You know that moment when everyone gathers around the table, and you just need that one dish that feels like a warm hug? For me, that’s always been a big, bubbling pan of creamy scalloped potatoes. I spent years trying to recreate my grandma’s legendary recipe after going dairy-free, and let me tell you, the quest was real! I’m a recipe developer who has made more versions of vegan sauces than I can count, and I finally nailed it. This recipe for the creamiest vegan scalloped potatoes is my absolute pride and joy—it’s rich, indulgent, and 100% plant-based. It’s the side dish that stole the show at my last holiday dinner, and I can’t wait for you to make it for your people.

Why You’ll Love These Creamy Vegan Scalloped Potatoes

Oh my goodness, where do I even start? This recipe truly hits all the right notes. First off, that cream sauce—it’s ridiculously creamy without a drop of dairy, I promise! It’s also super simple to throw together, even on a busy weeknight. Plus, it’s made with pantry staples and basic potatoes, making it crazy budget-friendly. But honestly, my favorite part is watching my dairy-loving friends take that first bite and their eyes go wide with surprise. It’s just that good!

Ingredients for Creamy Vegan Scalloped Potatoes

Okay, let’s gather our simple but mighty ingredients! You’ll need 4 large russet potatoes (about 2 lbs) – peeled and sliced paper-thin (trust me, this makes all the difference). For that luscious cream sauce, grab 2 cups unsweetened almond milk (I swear by Almond Breeze for consistency), 2 tablespoons olive oil, and 2 garlic cloves minced so fine they practically disappear. The magic comes from 1/4 cup nutritional yeast (pack it like brown sugar!) – it gives that cheesy flavor without the dairy. Round it out with 1 teaspoon onion powder, 1/2 teaspoon salt, 1/4 teaspoon black pepper, and 1 tablespoon cornstarch to thicken everything up beautifully. Oh, and if you’re feeling fancy, a handful of fresh parsley makes the prettiest finishing touch!
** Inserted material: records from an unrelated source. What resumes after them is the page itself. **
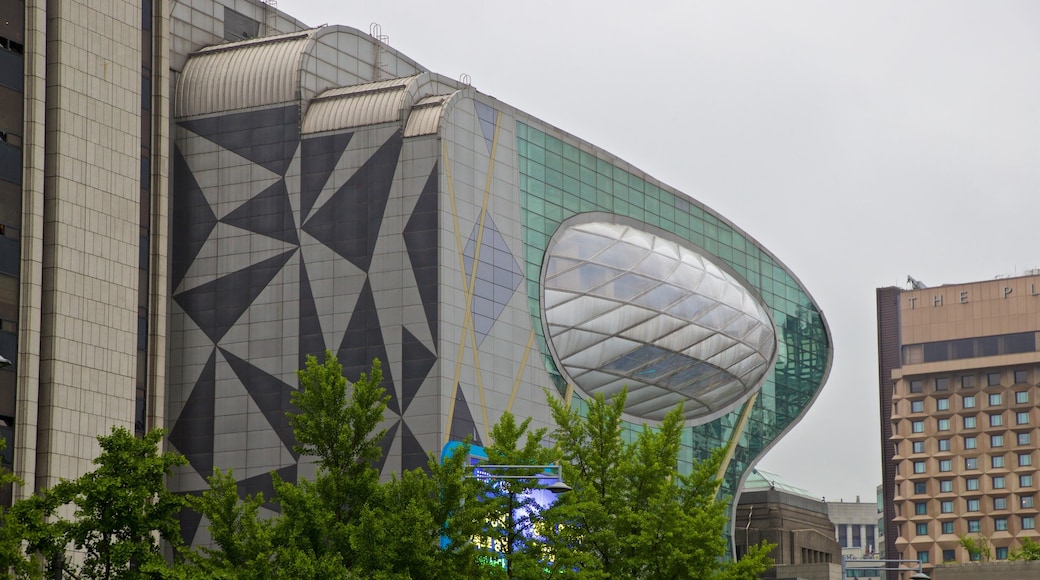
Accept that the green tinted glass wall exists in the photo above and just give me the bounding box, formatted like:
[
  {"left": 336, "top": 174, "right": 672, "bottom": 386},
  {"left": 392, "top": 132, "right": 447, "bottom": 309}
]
[{"left": 517, "top": 122, "right": 831, "bottom": 498}]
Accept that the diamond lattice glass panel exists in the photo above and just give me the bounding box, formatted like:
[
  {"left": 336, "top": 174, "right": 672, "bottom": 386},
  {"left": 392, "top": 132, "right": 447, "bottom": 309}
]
[{"left": 543, "top": 221, "right": 777, "bottom": 424}]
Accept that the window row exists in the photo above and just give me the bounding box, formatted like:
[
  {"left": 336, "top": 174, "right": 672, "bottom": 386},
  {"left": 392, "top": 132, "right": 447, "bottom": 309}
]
[
  {"left": 914, "top": 516, "right": 1035, "bottom": 537},
  {"left": 905, "top": 411, "right": 1031, "bottom": 432},
  {"left": 903, "top": 392, "right": 1031, "bottom": 413},
  {"left": 905, "top": 368, "right": 1034, "bottom": 394},
  {"left": 907, "top": 433, "right": 1033, "bottom": 454},
  {"left": 910, "top": 494, "right": 1036, "bottom": 515}
]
How to Make Creamy Vegan Scalloped Potatoes

Okay, let’s get cooking! This is where the magic happens—turning simple ingredients into that dreamy, creamy comfort food we all crave. Don’t worry, I’ll walk you through every step like we’re cooking together in my kitchen!

Preparing the Cream Sauce

First things first—preheat that oven to 375°F (190°C). While it’s heating up, grab a medium saucepan and set it over medium heat. Add your olive oil and let it get just warm enough that when you toss in the minced garlic, you hear that satisfying sizzle. Cook it for about a minute—just until it’s fragrant but not browned (burnt garlic is nobody’s friend!).
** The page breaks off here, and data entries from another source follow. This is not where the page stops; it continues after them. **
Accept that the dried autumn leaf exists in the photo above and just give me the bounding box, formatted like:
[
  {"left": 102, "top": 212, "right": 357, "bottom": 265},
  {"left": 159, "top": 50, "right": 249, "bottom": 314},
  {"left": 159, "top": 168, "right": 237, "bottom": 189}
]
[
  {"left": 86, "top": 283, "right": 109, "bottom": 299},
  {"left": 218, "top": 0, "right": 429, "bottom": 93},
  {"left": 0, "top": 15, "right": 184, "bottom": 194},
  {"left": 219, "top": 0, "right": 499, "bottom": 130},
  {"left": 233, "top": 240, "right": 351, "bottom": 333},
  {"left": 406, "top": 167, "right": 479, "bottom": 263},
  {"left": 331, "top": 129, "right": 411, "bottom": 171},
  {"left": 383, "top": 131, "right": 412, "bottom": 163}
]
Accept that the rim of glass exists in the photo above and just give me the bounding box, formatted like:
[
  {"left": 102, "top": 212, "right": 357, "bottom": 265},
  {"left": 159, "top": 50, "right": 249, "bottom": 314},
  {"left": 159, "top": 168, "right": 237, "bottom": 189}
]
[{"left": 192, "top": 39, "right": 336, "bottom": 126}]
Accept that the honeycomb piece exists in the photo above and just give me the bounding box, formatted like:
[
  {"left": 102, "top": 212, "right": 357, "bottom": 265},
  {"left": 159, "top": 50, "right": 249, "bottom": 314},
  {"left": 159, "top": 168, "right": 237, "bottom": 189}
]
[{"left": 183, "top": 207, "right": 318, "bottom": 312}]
Now, pour in the almond milk and whisk like you mean it! Add all your flavor boosters—the nutritional yeast, onion powder, salt, and pepper. Here’s my little secret: mix the cornstarch with a tablespoon of cold water first to make a slurry before adding it to the pot. This prevents lumps and gives you the silkiest sauce! Keep whisking as it comes to a gentle simmer—you’ll see it transform before your eyes into this gorgeous, thick, creamy sauce in about 5 minutes. If it’s not thickening enough for you, mix another teaspoon of cornstarch with water and whisk it in. Just remember, it will thicken more in the oven, so don’t go overboard!
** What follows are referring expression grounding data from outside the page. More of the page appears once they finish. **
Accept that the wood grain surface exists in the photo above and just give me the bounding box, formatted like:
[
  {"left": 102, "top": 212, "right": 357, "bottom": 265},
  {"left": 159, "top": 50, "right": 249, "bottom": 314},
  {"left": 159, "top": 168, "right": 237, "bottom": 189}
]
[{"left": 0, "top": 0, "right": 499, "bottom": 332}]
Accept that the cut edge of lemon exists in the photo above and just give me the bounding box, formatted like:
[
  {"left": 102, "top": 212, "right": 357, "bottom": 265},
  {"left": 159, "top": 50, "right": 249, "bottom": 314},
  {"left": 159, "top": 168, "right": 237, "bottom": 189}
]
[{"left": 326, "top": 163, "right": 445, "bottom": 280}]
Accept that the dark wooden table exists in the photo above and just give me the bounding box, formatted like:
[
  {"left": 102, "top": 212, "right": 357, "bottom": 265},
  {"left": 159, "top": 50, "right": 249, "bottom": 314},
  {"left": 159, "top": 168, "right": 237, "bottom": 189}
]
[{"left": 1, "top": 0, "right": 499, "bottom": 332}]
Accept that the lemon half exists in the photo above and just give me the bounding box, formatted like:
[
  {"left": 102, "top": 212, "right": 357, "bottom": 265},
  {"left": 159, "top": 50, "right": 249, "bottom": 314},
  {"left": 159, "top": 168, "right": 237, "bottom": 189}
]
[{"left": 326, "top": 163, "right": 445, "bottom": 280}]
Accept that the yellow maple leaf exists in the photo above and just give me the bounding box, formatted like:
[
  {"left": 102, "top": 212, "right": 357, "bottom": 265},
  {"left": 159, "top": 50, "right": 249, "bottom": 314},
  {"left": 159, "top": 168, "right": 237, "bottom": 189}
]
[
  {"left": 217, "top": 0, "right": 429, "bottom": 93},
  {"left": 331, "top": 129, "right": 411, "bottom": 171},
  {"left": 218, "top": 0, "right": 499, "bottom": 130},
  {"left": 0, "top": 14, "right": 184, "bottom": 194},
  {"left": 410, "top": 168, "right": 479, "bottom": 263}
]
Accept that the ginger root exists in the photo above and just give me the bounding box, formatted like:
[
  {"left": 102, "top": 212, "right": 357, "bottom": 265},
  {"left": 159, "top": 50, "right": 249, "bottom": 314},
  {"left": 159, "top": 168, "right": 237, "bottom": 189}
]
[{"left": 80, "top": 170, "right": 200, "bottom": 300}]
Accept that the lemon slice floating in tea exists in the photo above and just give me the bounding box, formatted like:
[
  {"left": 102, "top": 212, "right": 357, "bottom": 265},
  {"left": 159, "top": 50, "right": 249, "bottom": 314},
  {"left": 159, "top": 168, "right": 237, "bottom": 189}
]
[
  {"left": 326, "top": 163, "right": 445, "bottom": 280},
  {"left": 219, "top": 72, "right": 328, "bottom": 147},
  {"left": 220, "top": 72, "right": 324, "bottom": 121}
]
Layering and Baking the Potatoes

While your sauce is doing its thing, grab that baking dish and give it a quick grease. Now for the fun part—layering! Arrange half your potato slices in even layers (I like to slightly overlap them like little potato roof tiles). Pour half that luscious cream sauce over top, making sure to get in all the nooks and crannies. Repeat with the remaining potatoes and sauce—this double-decker method ensures every bite is packed with flavor.

Here’s the key to perfect scalloped potatoes: cover tightly with foil and bake for 45 minutes. This lets the potatoes get tender and soak up all that creamy goodness. Then—and this is crucial—remove the foil and bake for another 15 minutes. That final uncovered bake is what gives you those golden, slightly crispy edges that make everyone fight for the corner pieces! When it comes out bubbling and gorgeous, try to let it rest for 10 minutes (if you can resist) so the sauce sets up perfectly.

Creamy vegan scalloped potatoes - detail 1

Tips for Perfect Creamy Vegan Scalloped Potatoes

Listen, I’ve made more pans of these potatoes than I can count, and here are the little tricks that make all the difference! First—please, please use a mandoline for slicing. Those paper-thin, even slices cook perfectly every time. (Safety tip: always use the guard! I learned that the hard way with a bandage-wrapped thumb one Thanksgiving.)

The sauce should coat the back of a spoon thickly—if it runs right off, give it another minute of simmering. And don’t skip the resting time after baking! I know it’s torture to wait, but those 10 minutes let the sauce go from “liquid gold” to “creamy perfection” that holds its shape when served. One last pro tip: if your top isn’t browning enough during that final bake, just switch to broil for 2-3 minutes while watching like a hawk. Works like a charm!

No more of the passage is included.